Polarized radiative transfer modeling of warped and clumpy dusty tori

TL;DR

This study uses polarized radiative transfer simulations to investigate how warped and clumpy dusty tori in active galactic nuclei affect polarization signatures, aiding in understanding their true geometry and testing unified models.

Contribution

It introduces detailed modeling of warped and clumpy dusty tori and assesses their polarization signatures within AGN, providing new insights into their detectability and geometry.

Findings

Warped structures produce distinctive polarization signatures at Seyfert-1 orientations.

Multiple scattering in clumpy environments can obscure warp signatures.

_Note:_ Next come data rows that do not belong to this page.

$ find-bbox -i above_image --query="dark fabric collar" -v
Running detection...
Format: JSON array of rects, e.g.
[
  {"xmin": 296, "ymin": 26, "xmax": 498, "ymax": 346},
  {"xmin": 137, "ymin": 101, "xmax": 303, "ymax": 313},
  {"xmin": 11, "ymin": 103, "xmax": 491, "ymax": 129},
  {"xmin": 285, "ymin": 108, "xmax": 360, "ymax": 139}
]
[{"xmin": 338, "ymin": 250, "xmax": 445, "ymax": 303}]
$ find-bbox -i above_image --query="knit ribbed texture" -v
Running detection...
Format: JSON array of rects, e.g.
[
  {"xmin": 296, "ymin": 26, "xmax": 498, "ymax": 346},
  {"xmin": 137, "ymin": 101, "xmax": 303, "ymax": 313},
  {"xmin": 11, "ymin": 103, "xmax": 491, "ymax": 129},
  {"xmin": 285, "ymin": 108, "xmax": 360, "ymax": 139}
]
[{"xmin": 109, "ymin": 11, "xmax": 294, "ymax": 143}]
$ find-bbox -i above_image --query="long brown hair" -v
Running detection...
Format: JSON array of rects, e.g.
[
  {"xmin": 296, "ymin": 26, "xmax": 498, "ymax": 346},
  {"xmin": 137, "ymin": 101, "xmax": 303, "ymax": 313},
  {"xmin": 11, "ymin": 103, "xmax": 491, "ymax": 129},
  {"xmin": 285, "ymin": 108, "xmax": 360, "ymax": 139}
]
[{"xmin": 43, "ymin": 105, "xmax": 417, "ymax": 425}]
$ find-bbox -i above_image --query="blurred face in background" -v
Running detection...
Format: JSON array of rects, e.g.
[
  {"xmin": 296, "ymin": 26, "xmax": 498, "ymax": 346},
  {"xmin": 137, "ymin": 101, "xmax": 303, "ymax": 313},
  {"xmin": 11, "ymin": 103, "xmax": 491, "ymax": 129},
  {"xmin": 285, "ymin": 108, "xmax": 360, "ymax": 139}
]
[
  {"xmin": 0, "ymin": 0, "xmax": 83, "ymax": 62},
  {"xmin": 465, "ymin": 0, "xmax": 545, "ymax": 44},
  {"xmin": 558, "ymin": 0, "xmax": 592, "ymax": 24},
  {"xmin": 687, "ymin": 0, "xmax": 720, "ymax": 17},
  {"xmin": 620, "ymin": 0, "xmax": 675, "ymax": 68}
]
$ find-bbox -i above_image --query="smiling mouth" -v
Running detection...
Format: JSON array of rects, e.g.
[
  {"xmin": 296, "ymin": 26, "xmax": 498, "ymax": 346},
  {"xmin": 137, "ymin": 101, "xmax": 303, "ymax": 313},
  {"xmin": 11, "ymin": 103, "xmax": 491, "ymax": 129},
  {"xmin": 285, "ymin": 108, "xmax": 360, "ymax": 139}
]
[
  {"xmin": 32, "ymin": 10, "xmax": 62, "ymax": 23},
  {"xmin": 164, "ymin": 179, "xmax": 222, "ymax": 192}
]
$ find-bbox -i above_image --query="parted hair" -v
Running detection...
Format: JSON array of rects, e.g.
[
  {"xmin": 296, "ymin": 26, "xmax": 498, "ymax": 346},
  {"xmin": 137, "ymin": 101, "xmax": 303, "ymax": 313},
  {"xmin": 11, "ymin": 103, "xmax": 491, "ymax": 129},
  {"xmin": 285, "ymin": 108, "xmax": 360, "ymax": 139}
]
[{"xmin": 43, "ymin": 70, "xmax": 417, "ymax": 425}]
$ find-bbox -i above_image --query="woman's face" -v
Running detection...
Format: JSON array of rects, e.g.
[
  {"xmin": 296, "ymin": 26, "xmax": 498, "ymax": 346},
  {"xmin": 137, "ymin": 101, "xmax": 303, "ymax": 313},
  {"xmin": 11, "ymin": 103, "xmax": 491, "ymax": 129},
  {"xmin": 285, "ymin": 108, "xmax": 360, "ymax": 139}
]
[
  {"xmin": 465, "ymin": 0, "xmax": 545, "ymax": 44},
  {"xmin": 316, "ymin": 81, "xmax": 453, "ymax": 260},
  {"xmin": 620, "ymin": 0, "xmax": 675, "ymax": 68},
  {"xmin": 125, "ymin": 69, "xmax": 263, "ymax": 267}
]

Imaging polarimetry can help detect warped tori in AGN.

Abstract

Context: Active galactic nuclei (AGN) are anisotropic objects surrounded by an optically thick equatorial medium whose true geometry still defy observers. Aims: In this paper, we aim to explore the optical, scattering-induced, polarization emerging from clumpy and warped dusty tori to check whether they can fit with the unified model predictions. Methods: We run polarized radiative transfer simulations in a set of warped and non warped clumpy tori to explore the differences induced by distorted dust distributions. We then include warped tori in a more complex model representative of an AGN to check, using polarimetry and imaging methods, if warps can reproduce the expected polarization dichotomy between Seyfert-1 and Seyfert-2 AGN. Results: The main results from our simulations highlight that isolated warped structures imprint the polarization degree and angle with distinctive signatures at Seyfert-1 orientations. Included in an AGN model, the signatures of warps are easily (but not always) washed out by multiple scattering in a clumpy environment. Imaging polarimetry may help to detect warped tori but we prove that warps can exist in AGN circumnuclear regions without contradicting observations. Conclusions: Two warped tori with a non significant difference in geometry in terms of photometry or spectroscopy can have totally different signatures in polarimetry. Testing the geometry of any alternative model to the usual dusty torus using polarized radiative transfer is a necessary approach to verify or reject a hypothesis.